Мы отражались там оба, я сейчас не хочу смотреть на то, как мы прекрасно смотримся вдвоём, я не хочу видеть себя, слабого и нелюбимого, нежеланного, потому что перед моим мысленным взором стоит тот, кто моя противоположность, кто ничем не лучше, но почему-то пустил корни в её душе. Почему? Что в нём? Что в нём лучше?!
– Я и так с тобой, – улыбнулась Таня.
– Останься, отдохни, ты бледна, устала… Я всегда вижу, что ты устала или больна, ещё немного, и ты заболеешь, останься хоть на эту ночь? Одну ночь?
– Ты такой добрый.
– Я совсем не добрый, – и я сжал её плечи, притягивая её к себе.

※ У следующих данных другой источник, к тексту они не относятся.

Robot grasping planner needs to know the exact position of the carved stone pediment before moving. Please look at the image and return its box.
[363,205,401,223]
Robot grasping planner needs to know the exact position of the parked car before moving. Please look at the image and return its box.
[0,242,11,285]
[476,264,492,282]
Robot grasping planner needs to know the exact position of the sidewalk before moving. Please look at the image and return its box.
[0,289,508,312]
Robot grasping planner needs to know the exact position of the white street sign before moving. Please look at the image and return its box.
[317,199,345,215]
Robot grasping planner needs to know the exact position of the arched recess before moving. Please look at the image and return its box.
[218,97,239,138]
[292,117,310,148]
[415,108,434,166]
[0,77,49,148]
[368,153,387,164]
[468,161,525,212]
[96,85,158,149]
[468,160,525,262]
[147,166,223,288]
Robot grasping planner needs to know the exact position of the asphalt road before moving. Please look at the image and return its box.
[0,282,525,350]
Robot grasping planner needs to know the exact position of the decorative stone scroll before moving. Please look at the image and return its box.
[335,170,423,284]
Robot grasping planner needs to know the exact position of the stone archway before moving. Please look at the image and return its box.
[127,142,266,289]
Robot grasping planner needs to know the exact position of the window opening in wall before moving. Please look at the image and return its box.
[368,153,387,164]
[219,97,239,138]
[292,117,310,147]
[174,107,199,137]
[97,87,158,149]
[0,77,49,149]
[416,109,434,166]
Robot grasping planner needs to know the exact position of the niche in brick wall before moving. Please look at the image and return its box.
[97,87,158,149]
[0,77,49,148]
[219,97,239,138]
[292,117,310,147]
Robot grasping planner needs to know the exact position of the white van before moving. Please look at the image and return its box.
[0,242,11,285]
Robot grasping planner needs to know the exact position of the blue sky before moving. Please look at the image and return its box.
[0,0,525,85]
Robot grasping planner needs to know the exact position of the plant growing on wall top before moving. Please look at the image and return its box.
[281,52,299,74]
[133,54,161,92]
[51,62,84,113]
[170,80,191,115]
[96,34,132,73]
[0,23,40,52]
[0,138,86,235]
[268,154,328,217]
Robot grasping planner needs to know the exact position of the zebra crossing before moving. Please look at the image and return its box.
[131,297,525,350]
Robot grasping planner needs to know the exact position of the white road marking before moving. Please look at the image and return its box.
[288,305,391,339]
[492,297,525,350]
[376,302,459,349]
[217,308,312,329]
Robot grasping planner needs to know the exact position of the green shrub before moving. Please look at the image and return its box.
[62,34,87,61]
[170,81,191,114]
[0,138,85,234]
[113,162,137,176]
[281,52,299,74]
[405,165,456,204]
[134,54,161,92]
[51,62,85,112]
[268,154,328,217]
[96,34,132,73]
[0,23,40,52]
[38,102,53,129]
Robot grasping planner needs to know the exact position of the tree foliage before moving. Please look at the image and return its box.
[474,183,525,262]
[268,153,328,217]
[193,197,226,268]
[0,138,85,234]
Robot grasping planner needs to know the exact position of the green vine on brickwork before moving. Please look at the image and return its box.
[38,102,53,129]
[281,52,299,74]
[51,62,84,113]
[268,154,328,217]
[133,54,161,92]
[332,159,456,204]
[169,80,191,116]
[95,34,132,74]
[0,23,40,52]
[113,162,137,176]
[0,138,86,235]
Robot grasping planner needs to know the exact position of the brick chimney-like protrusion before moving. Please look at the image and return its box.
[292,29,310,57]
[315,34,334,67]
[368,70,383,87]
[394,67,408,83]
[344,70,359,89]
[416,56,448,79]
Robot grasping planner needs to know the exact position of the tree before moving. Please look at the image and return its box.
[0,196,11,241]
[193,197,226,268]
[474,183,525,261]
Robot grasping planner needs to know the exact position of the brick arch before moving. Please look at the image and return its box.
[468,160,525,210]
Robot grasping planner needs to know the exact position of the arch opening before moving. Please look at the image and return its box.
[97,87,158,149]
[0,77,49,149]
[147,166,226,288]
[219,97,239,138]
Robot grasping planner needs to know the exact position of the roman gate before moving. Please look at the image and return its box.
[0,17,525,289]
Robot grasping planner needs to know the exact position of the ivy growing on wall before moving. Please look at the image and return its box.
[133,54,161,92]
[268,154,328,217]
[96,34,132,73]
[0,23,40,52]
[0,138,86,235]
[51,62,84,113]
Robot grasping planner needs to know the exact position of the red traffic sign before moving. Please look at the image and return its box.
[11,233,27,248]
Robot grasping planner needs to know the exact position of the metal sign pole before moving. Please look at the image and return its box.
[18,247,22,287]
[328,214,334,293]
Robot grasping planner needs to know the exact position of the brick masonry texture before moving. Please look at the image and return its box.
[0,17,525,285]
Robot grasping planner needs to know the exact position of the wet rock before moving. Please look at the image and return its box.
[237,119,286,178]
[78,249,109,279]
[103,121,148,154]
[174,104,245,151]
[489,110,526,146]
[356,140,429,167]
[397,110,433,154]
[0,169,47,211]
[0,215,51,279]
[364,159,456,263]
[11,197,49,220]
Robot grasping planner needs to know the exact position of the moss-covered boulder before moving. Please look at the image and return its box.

Да, мы касались друг друга, обнимали и гладили по волосам, по лицу, по плечам, да, она делала это как, наверное, делают с кошками, я делал это, потому что желал её тела и так получал крошки, мелкие брызги от океана, который плескался рядом и не давался мне.
– Танюшка… – я наклонил её к себе, прислоняя спиной к своей груди, а руками заскользил по её телу, её кожа грела мне ладони сквозь тонкую ткань жатого хлопка, вот здесь, на груди между вышивками застёжка, я скользнул пальцами туда.